The executive order aligns with the goals of Project 2025, a policy blueprint for Trump’s second term created by a coalition of conservative groups. Cathryn Oakley, senior director of legal policy at the Human Rights Campaign, said the groups behind Project 2025 have been fighting against LGBTQ+ equality for decades and promoting a Christian nationalist ideology. 

“They believe that there is one correct way to be a man, and there is one correct way to be a woman,” Oakley said, adding that the order’s definition of two sexes is both scientifically and culturally incorrect. “The failure of this definition shows the failure of the ideology, which is to say that you cannot put human beings in two clear buckets with no edge cases.”

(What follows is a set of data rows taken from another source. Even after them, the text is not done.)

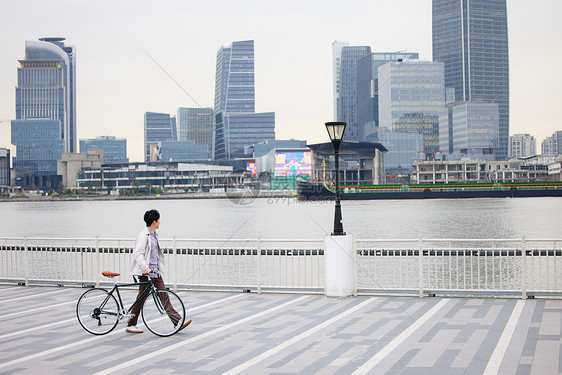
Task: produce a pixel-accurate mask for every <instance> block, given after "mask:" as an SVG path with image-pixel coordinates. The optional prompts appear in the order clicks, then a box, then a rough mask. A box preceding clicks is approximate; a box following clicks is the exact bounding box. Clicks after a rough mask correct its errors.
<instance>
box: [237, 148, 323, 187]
mask: <svg viewBox="0 0 562 375" xmlns="http://www.w3.org/2000/svg"><path fill="white" fill-rule="evenodd" d="M284 142H286V143H285V144H286V145H287V147H282V146H281V145H282V143H283V142H281V143H278V144H277V147H272V148H270V149H269V150H268V151H267V152H265V153H264V154H262V155H260V156H256V157H255V163H254V167H253V168H252V166H251V165H249V166H248V170H249V171H250V172H251V175H252V176H255V177H258V178H259V179H260V181H262V182H264V183H265V184H269V188H270V189H271V190H296V189H297V179H300V180H308V179H310V178H311V176H312V151H311V150H310V149H309V148H307V147H306V142H304V141H302V143H300V142H301V141H293V142H298V143H300V144H297V146H296V147H291V146H289V143H288V142H290V141H284ZM293 144H295V143H293ZM260 151H265V148H263V149H261V150H260ZM260 151H258V152H260ZM248 164H252V163H251V162H250V163H248Z"/></svg>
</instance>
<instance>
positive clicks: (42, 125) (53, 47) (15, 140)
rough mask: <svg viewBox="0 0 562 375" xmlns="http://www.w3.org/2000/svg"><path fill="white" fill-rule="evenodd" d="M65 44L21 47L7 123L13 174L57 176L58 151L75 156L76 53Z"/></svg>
mask: <svg viewBox="0 0 562 375" xmlns="http://www.w3.org/2000/svg"><path fill="white" fill-rule="evenodd" d="M64 40H65V38H42V39H40V40H39V41H26V42H25V59H24V60H20V61H19V63H20V67H19V68H18V85H17V87H16V119H15V120H14V121H12V123H11V132H12V144H14V145H15V146H16V156H15V158H14V168H16V169H23V170H26V171H28V172H32V173H35V174H39V175H56V174H57V163H56V161H57V159H58V158H60V156H61V154H62V152H76V143H77V142H76V79H75V78H76V66H75V48H74V47H69V46H65V45H64V43H63V41H64Z"/></svg>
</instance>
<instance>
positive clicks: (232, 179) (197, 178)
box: [76, 162, 245, 193]
mask: <svg viewBox="0 0 562 375" xmlns="http://www.w3.org/2000/svg"><path fill="white" fill-rule="evenodd" d="M244 177H245V176H244V174H243V173H234V172H233V167H232V166H228V165H210V164H196V163H194V164H191V163H181V162H158V163H112V164H102V165H101V167H100V168H83V169H82V170H81V171H80V172H79V173H78V175H77V177H76V181H77V186H78V187H80V188H86V189H88V188H97V187H101V188H104V189H108V190H113V191H114V192H117V193H119V191H120V190H133V189H138V188H140V187H145V186H150V187H158V188H160V189H162V190H164V191H179V192H183V191H188V190H191V191H197V190H201V191H209V189H212V188H218V187H220V188H225V187H226V186H229V185H230V184H232V183H235V184H239V183H241V181H242V180H243V178H244Z"/></svg>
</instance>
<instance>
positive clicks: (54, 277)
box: [0, 237, 325, 292]
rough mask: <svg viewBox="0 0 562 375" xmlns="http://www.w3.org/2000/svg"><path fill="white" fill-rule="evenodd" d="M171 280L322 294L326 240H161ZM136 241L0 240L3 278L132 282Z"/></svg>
mask: <svg viewBox="0 0 562 375" xmlns="http://www.w3.org/2000/svg"><path fill="white" fill-rule="evenodd" d="M160 244H161V245H162V248H163V251H164V253H165V254H166V273H165V280H166V282H167V283H168V284H172V285H173V286H174V288H175V289H177V288H206V289H210V288H211V289H212V288H216V289H218V288H236V289H256V290H257V291H258V292H261V291H262V290H264V289H265V290H268V289H277V290H280V291H281V290H296V291H298V290H303V291H309V292H321V291H322V290H323V287H324V286H323V285H324V278H325V276H324V273H323V272H324V262H323V253H324V250H323V241H322V240H287V239H283V240H276V239H267V240H264V239H228V240H211V239H194V240H191V239H189V240H187V239H176V238H173V239H161V240H160ZM133 247H134V240H133V239H116V238H113V239H106V238H57V239H54V238H27V237H24V238H15V237H13V238H0V280H5V281H12V282H19V283H24V284H25V285H29V284H30V283H54V284H67V283H74V284H88V285H91V284H95V285H100V283H104V282H107V280H106V279H104V278H103V276H101V272H102V271H104V270H110V271H113V272H118V273H120V274H121V275H122V276H121V278H120V279H121V281H129V280H130V277H129V271H130V270H129V265H130V259H131V253H132V250H133Z"/></svg>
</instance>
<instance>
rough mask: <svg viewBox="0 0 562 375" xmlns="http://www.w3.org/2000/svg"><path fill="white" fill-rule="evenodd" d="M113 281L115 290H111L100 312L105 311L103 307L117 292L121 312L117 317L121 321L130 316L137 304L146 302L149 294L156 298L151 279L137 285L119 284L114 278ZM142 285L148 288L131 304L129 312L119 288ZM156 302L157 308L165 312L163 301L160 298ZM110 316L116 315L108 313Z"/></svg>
mask: <svg viewBox="0 0 562 375" xmlns="http://www.w3.org/2000/svg"><path fill="white" fill-rule="evenodd" d="M112 280H113V288H111V290H110V291H109V292H108V293H107V297H106V298H105V300H104V301H103V302H102V304H101V305H100V307H99V308H100V310H101V309H103V307H104V306H105V305H106V303H107V301H109V299H110V298H111V297H110V296H112V295H113V293H114V292H115V293H116V294H117V301H118V303H119V312H118V313H117V314H116V315H117V317H118V318H119V319H122V318H123V317H124V316H126V315H128V314H129V312H130V311H131V310H132V309H133V306H135V304H136V303H138V302H139V301H142V300H144V299H145V297H146V298H148V294H149V293H150V294H151V295H152V296H153V297H156V290H155V288H154V284H152V280H150V278H149V279H148V281H139V282H136V283H126V284H117V283H116V282H115V280H114V279H113V278H112ZM140 285H146V288H144V290H143V291H142V293H141V294H140V295H138V296H137V299H135V301H134V302H133V303H132V304H131V306H130V307H129V308H128V309H127V310H125V305H124V304H123V299H122V298H121V293H120V292H119V288H120V287H127V286H140ZM154 300H155V301H156V306H157V307H158V310H159V311H164V306H162V301H160V298H154ZM108 314H109V315H115V314H112V313H108Z"/></svg>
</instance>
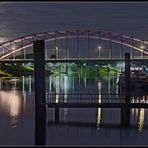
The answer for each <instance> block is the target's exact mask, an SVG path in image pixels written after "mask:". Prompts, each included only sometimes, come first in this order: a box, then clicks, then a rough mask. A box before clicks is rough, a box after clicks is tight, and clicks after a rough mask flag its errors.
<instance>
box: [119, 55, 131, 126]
mask: <svg viewBox="0 0 148 148" xmlns="http://www.w3.org/2000/svg"><path fill="white" fill-rule="evenodd" d="M125 104H126V107H125V108H121V126H122V127H129V125H130V107H129V105H130V53H125Z"/></svg>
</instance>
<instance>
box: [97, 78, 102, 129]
mask: <svg viewBox="0 0 148 148" xmlns="http://www.w3.org/2000/svg"><path fill="white" fill-rule="evenodd" d="M101 88H102V82H101V81H98V93H99V95H98V103H101V99H102V95H101ZM100 125H101V108H98V117H97V126H98V129H99V128H100Z"/></svg>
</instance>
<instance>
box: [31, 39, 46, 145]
mask: <svg viewBox="0 0 148 148" xmlns="http://www.w3.org/2000/svg"><path fill="white" fill-rule="evenodd" d="M33 52H34V72H35V73H34V75H35V145H45V143H46V105H45V102H46V97H45V96H46V95H45V43H44V40H36V41H34V42H33Z"/></svg>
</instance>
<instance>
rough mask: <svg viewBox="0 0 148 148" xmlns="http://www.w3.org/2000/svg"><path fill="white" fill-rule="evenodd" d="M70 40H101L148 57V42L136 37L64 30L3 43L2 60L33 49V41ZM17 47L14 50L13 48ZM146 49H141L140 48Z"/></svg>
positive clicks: (121, 35)
mask: <svg viewBox="0 0 148 148" xmlns="http://www.w3.org/2000/svg"><path fill="white" fill-rule="evenodd" d="M70 38H78V39H79V38H88V39H89V38H91V39H101V40H104V41H109V42H111V43H117V44H121V45H123V46H127V47H130V48H132V49H134V50H137V51H139V52H142V53H143V54H146V55H148V50H147V48H148V41H146V40H144V39H139V38H136V37H132V36H128V35H124V34H119V33H115V32H107V31H100V30H62V31H57V30H56V31H48V32H41V33H36V34H31V35H26V36H23V37H19V38H16V39H13V40H10V41H7V42H3V43H1V44H0V51H1V54H0V59H5V58H7V57H9V56H10V55H12V54H14V53H16V52H18V51H21V50H23V49H26V48H28V47H31V46H32V45H33V41H35V40H37V39H43V40H45V41H49V42H50V41H55V42H56V40H61V39H70ZM14 45H15V46H17V47H16V48H15V49H13V46H14ZM141 45H142V46H143V47H144V48H141V47H140V46H141Z"/></svg>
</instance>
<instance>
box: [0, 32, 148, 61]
mask: <svg viewBox="0 0 148 148" xmlns="http://www.w3.org/2000/svg"><path fill="white" fill-rule="evenodd" d="M36 40H45V58H46V61H47V62H79V61H87V62H89V61H109V62H110V61H121V60H124V53H125V52H130V55H131V60H133V61H147V60H148V41H146V40H145V39H141V38H137V37H133V36H129V35H125V34H121V33H115V32H108V31H100V30H62V31H58V30H56V31H48V32H41V33H36V34H31V35H26V36H23V37H19V38H16V39H13V40H10V41H7V42H3V43H1V44H0V62H20V63H21V62H32V61H33V49H32V48H33V42H34V41H36Z"/></svg>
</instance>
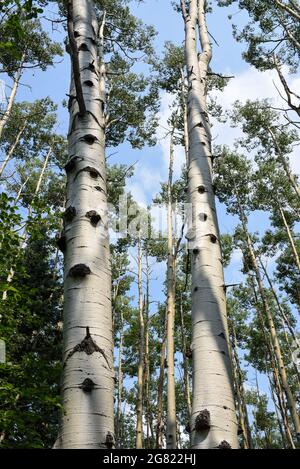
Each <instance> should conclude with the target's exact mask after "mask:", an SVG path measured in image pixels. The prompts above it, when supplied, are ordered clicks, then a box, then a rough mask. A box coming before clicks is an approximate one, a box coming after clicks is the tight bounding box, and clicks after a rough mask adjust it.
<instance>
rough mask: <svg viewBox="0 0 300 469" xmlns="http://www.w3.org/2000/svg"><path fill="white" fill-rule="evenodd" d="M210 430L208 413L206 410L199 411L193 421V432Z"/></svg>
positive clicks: (206, 409) (208, 412) (209, 424)
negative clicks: (194, 420) (193, 430)
mask: <svg viewBox="0 0 300 469" xmlns="http://www.w3.org/2000/svg"><path fill="white" fill-rule="evenodd" d="M209 429H210V412H209V410H207V409H204V410H201V412H199V414H198V415H197V417H196V420H195V430H196V431H198V432H199V431H202V430H209Z"/></svg>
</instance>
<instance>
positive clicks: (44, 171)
mask: <svg viewBox="0 0 300 469" xmlns="http://www.w3.org/2000/svg"><path fill="white" fill-rule="evenodd" d="M51 152H52V146H51V147H50V148H49V151H48V153H47V155H46V158H45V161H44V163H43V166H42V169H41V172H40V175H39V178H38V181H37V184H36V187H35V191H34V194H33V199H32V203H33V201H34V198H35V197H36V196H37V195H38V193H39V191H40V188H41V185H42V181H43V179H44V175H45V171H46V169H47V166H48V162H49V158H50V155H51ZM27 181H28V178H27V179H26V182H25V183H24V184H23V185H22V186H21V189H23V187H24V185H26V183H27ZM20 196H21V193H20V191H19V192H18V194H17V198H16V201H17V200H18V199H19V197H20ZM32 203H31V205H29V208H28V218H30V217H31V215H32ZM27 223H28V222H26V223H25V226H24V229H23V233H22V236H21V249H20V252H21V251H22V249H23V248H24V247H25V244H26V240H27ZM15 273H16V272H15V270H14V268H13V267H11V268H10V270H9V274H8V276H7V279H6V283H7V284H8V285H9V284H11V283H12V281H13V279H14V276H15ZM6 299H7V290H4V291H3V293H2V300H3V301H5V300H6Z"/></svg>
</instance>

The order also doesn’t align with some existing case law. 

In 2020, a federal appeals court upheld a lower court’s decision in Grimm v. Gloucester County School Board that found a school board had violated Title IX by barring a transgender student from men’s restrooms and making him use separate facilities. 

In a similar case, Whitaker v. Kenosha Unified School District, a federal appeals court held in 2017 that “a policy that requires an individual to use a bathroom that does not conform with his or her gender identity punishes that individual for his or her gender non‐conformance, which in turn violates Title IX.”

Oakley argued that Trump overstepped his authority with elements of the executive order and predicted it will spur legal challenges. 

“I would absolutely encourage folks to be careful, because what they may do in trying to comply with these orders, which really are outside the bounds of law, is getting themselves on the wrong side of case law,” Oakley said. 

Jennifer Smith, co-chair of the law firm Franczek P.C.’s higher education practice, noted that the executive order also doesn’t align with some state laws. Illinois’ Human Rights Act, for instance, bars discrimination based on gender identity.

“Some of these things are irreconcilable and, at this point, it's a matter of weighing risks rather than a path of clear compliance,” Smith said.